An expression computes a value. ik expressions use conventional operator precedence; all binary levels are left-associative and may be chained.

Primary expressions

A primary expression is the smallest unit:

  • a numeric literal (42, 0xF0), a fixed-point literal (3.14), a boolean (true/false), or a character literal ('A');

  • a string literal ("text");

  • a variable, register, or array element ($x, %PORTB, $buf[i]);

  • a function call (@name(args) or indirect @$ptr(args));

  • a parenthesised expression (( ... )).

Operator precedence

From lowest to highest binding. Operators in the same row share a precedence level and associate left to right.

Prec

Operators

Description

1

||

logical OR (short-circuit)

2

&&

logical AND (short-circuit)

3

|

bitwise OR

4

^

bitwise XOR

5

&

bitwise AND

6

== !=

equality

7

< > <= >=

relational

8

+ -

additive

9

* / %

multiplicative

10

! ~ - & * (unary)

unary prefix (right-assoc.)

Use parentheses to make intent explicit; the unary minus in (-$val) -> $res is parenthesised in the standard examples for exactly this reason.

Arithmetic operators

+, -, *, /, % perform integer arithmetic at the operands’ width. Division and modulo are integer operations. On fixed-point r16 values, prefer the std/math — Fixed-point math routines, which rescale correctly.

Integer arithmetic wraps at the type width (modular arithmetic). For example, -$val on a u8 holding 5 yields 0xFB (251), the two’s complement byte; on a u16 it yields 0xFFFB (65531).

Bitwise operators

&, |, ^ are bitwise AND, OR, XOR. ~ is unary bitwise NOT (one’s complement): ~5 on a u8 is 0xFA (250).

Comparison operators

==, !=, <, <=, >, >= compare two values and yield a boolean (1 or 0). They are the conditions you put after ? and inside loop bounds.

Logical operators

&& and || are short-circuiting logical AND and OR over boolean (nonzero = true) operands. ! is logical NOT: !0 is 1, !$x is 1 when $x is zero and 0 otherwise.

Address-of and dereference

In operand (unary, prefix) position:

  • &expr takes the address of a location, producing a pointer. &$value is a pointer to $value; &@func is a function pointer to @func.

  • *expr dereferences a pointer, reading or writing the pointed-to value. *$p reads, and *$p -> $x reads through $p, while $v -> *$p writes through it.
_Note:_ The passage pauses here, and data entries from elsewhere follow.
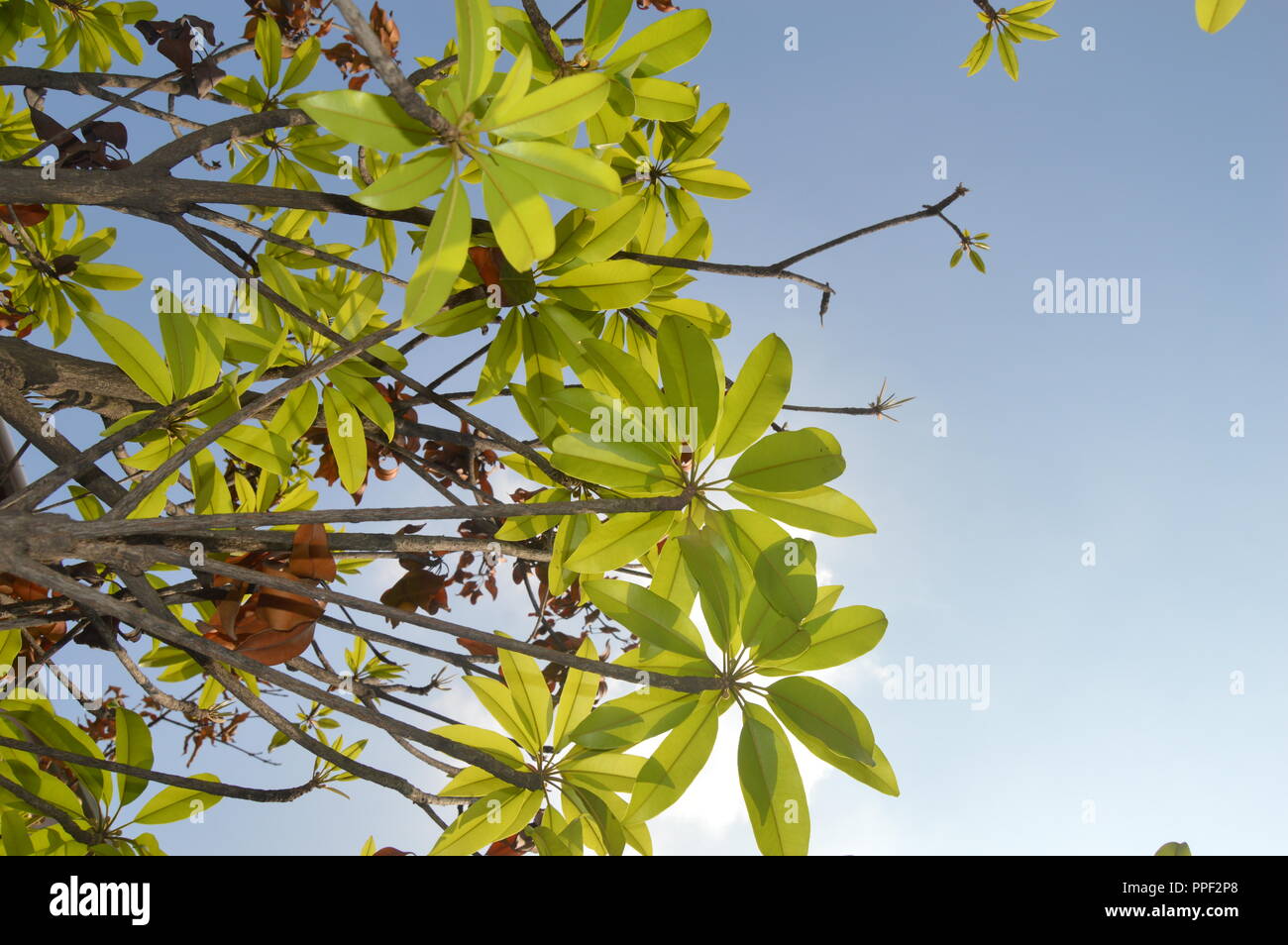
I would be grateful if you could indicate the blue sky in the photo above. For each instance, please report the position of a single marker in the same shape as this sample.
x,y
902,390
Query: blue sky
x,y
1111,725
These are syntactically distinct from the infix & (bitwise AND) and * (multiply): the parser decides based on position. & and * between two operands are the binary operators; at the front of an operand they are address-of and dereference.

Array indexing

base[index] selects an element. The index is any expression, so dynamic indexing is allowed, and an indexed element is a valid assignment target:

$buf[0]       # read element 0
$buf[$i]      # read element $i (runtime index)
10 -> $buf[2] # write element 2

Function calls

A direct call names the function with its @ sigil:

@delay_ms(500)
ram imut $n: u16 = @square(7)

An indirect call goes through a function-pointer variable, combining the sigils as @$var:

ram imut $f: fn(u8) -> u8 = &@double
ram imut $r: u8 = @$f(21)

Argument expressions are evaluated and passed in order. See Functions for the calling convention and Compiler intrinsics for the compiler-provided @ operations that look like calls but emit single instructions.